Let's talk DIY lights


You thought that was temp related last time right? It’s obviously warmer now. This is on all drivers too?

It’s not damaging like it would be to hid. But we should probably try to figure it out.


Yes below 50 degrees they will all stay on, above that they all shut off when dimmed to zero. 3 drivers and 3 different pots.


Are you setup to take some voltage readings at full power and series of various points while dimming?

If I remember, those leds just fit that driver. What I’m curious is if maybe you didn’t get a hot cob or even all of them may be above typical forward voltage.

My initial thought was they should have the highest forward voltage at the most current right? But thinking on it more, why would temp variance show any issue there? It may be because you have enough voltage droop at max current to make driver fitting a non issue. But the minute you start removing current temps go down voltage may be increasing faster from that than its dropping from forward current.

Now that I typed that, based on your description it sounds like a solid possibility. Depending on how you’re setup, it maybe easier to remove a cob from the string and test than getting voltage measurements.


I just switched my plants over to flower tonight, I’m going to document some of the flower initiator so you can see results, if any that you like. I’m going to start with 4 mins, 2 mins during lights on, and 2 mins during lights off and work up to around 5.5mins and see how that works.


Just at lights out? Should you wake them up also? Idk, just read it


Not with the flower initiator no. Just at lights out is the only time I use it.


Keep me posted. I’m interested if it helps!


Okay will do.


So my flickering at partial power was due to a faulty pot. Simple fix and check that first if you have a similar problem.

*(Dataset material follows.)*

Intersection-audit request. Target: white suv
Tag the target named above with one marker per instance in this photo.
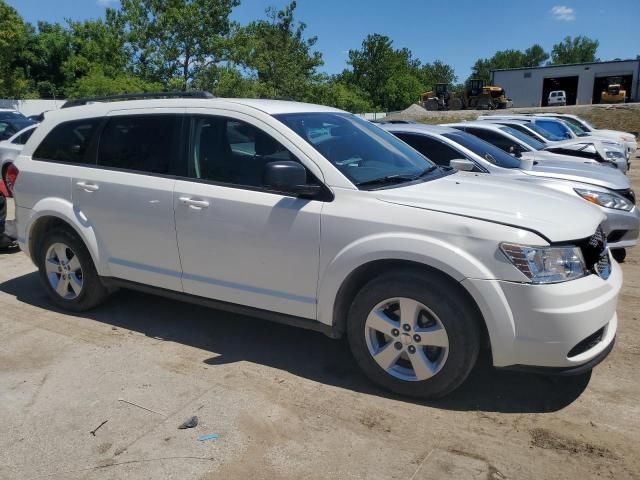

Looks as if Timber may have severed ties with HLG. Cant find any mention of the SAM’s on Timbers site, or any QB products.


That was fast


@dbrn32 do the strips in my light need the heat sinks and fan? The light seems to have. A lot of light. I’m wondering when I redo the other light if I could do 4cobs 1 strip in the housing take the driver and do another light with the 8strips. Would that work?


The strips probably don’t under a lot of circumstances, but you are running them at max current. I wouldn’t put anything in the case without fans especially because of the cobs being there.

If you can steal a driver and still have the fixture itself be cooled properly, you can probably jump up to a 560mm strip and get a few to run passively at 700ma on bar stock or a small piece of plate.


I’m thinking center the cobs on the heat sinks with one strip down the middle. 2 strips on each side outside the case on some angle aluminum. The light would be larger and I could potentially bring it closer.


The cobs won’t run on plate alone, you’ll need either a large heatsink or a small heatsink with active cooling.


We are crossing wires lol. The cobs would stay in the case. I’d just remove 8strips and mount them on aluminum outside the case like a border. No wiring change. Both fans in there for the cobs still. Just moving the strips outside the case. ||[]|| like that but 2 strips each side


LST!!! These lights rock!!!


1 hour later after lots of LST. I watered and lowered the lights.


We’re not crossing wires, I was just making sure you knew that voltages and everything per driver would have to remain in check. If you eliminate a driver while keeping everything else that needs to be there running will be fine.

Then suggesting if you’re going to be running strips separately, the 560mm would be a better choice. The output current on drivers is about 700ma right? That’s max current on the 280mm eh strip, the 560mm has another parallel string of chips and has double the max current rating. The power level would be exactly the same, but the 560mm at 700ma would have something like 1.5-2 watts less heat loss per strip. And it would be a lot better suited for passive cooling on a plate.


700ma yes. How many 560s could I run? Part number? I probably need to order before tarriffs go up.